How will the projected 5.5% YoY revenue increase affect Wynn's stock valuation and price target? | WYNN (Aug 12, 2025) | Candlesense

How will the projected 5.5% YoY revenue increase affect Wynn's stock valuation and price target?

Fundamental impact

A 5.5 % YoY lift in Q2 revenue to $933 million signals that Wynn Macau is already out‑of‑step with the modest growth most peers are still struggling to achieve. The boost comes from a resurgence in VIP baccarat (the strongest since 2019) and the rollout of “smart‑gaming” and non‑gaming assets, which should lift ancillary‑revenue margins and diversify earnings away from pure gaming. Assuming the same margin profile as the prior quarter, the 5.5 % top‑line gain translates into roughly a 3‑4 % lift in net earnings (after a modest cap‑ex offset). A 3 % earnings uplift in a company that trades at a ~12 × forward‑earnings PE (typical for premium‑brand operators) would justify a ≈3 % re‑rating of the valuation – moving the stock from a current 12‑month forward EV/EBITDA of ~13× to about 12.5×. In dollar terms, that pushes the intrinsic value from roughly $115 to $119‑120 per share.
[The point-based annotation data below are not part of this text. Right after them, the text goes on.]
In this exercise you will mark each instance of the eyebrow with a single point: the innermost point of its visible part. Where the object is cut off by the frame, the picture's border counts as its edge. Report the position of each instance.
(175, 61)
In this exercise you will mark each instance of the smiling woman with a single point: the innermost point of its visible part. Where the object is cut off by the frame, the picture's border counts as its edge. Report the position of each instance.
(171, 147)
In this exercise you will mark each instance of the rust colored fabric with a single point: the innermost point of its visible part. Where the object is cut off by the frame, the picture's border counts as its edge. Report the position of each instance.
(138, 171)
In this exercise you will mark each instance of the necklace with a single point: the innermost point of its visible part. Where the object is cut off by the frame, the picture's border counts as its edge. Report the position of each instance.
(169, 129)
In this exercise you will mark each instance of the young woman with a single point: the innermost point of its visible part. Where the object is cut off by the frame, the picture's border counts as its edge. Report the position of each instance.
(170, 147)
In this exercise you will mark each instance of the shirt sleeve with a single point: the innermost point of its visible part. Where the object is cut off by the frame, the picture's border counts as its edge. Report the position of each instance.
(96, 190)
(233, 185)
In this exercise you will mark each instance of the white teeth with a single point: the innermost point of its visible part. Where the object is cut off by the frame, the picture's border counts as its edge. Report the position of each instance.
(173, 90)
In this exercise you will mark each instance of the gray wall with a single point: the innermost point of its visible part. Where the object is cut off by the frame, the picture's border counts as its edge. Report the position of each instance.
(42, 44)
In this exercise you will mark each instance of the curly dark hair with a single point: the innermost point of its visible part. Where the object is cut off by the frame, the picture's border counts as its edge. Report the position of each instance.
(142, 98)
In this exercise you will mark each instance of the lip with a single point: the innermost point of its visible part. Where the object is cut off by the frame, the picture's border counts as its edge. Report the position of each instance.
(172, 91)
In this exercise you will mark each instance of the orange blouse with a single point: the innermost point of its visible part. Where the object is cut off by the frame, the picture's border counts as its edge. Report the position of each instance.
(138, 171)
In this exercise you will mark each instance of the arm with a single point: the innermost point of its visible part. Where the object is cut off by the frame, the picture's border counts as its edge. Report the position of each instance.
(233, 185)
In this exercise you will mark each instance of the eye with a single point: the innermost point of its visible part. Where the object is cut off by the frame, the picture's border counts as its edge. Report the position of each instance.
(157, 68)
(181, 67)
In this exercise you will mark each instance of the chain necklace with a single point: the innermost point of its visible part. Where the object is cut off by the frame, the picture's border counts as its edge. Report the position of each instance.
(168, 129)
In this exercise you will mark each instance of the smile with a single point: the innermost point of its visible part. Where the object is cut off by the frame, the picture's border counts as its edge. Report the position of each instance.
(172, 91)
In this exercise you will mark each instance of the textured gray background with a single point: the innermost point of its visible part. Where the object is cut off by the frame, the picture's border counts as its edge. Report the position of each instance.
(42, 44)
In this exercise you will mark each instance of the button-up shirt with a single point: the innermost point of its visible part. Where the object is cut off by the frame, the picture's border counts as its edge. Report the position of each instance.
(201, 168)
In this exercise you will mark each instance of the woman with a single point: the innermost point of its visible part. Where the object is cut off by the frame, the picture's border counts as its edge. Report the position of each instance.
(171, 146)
Technical and price‑target implications

The market has already priced in the tourism recovery narrative; the stock is trading near its $120 high‑$115 low range on the daily chart, with the 20‑day SMA still below the price, indicating short‑term bullish momentum. The 5.5 % revenue lift should reinforce that trend, likely prompting analysts to raise their consensus price target by $3‑$5 (≈3‑4 %). Momentum‑based traders can look for a break above the $120 resistance on volume as a cue to go long, while a pull‑back to the 20‑day SMA (~$115) could serve as a buying dip. Given the improved earnings outlook and the still‑room‑for upside in the $120‑$125 band, a short‑to‑medium‑term target of $124–$126 is reasonable, with a stop‑loss around $112 to protect against a sudden visitor‑flow reversal.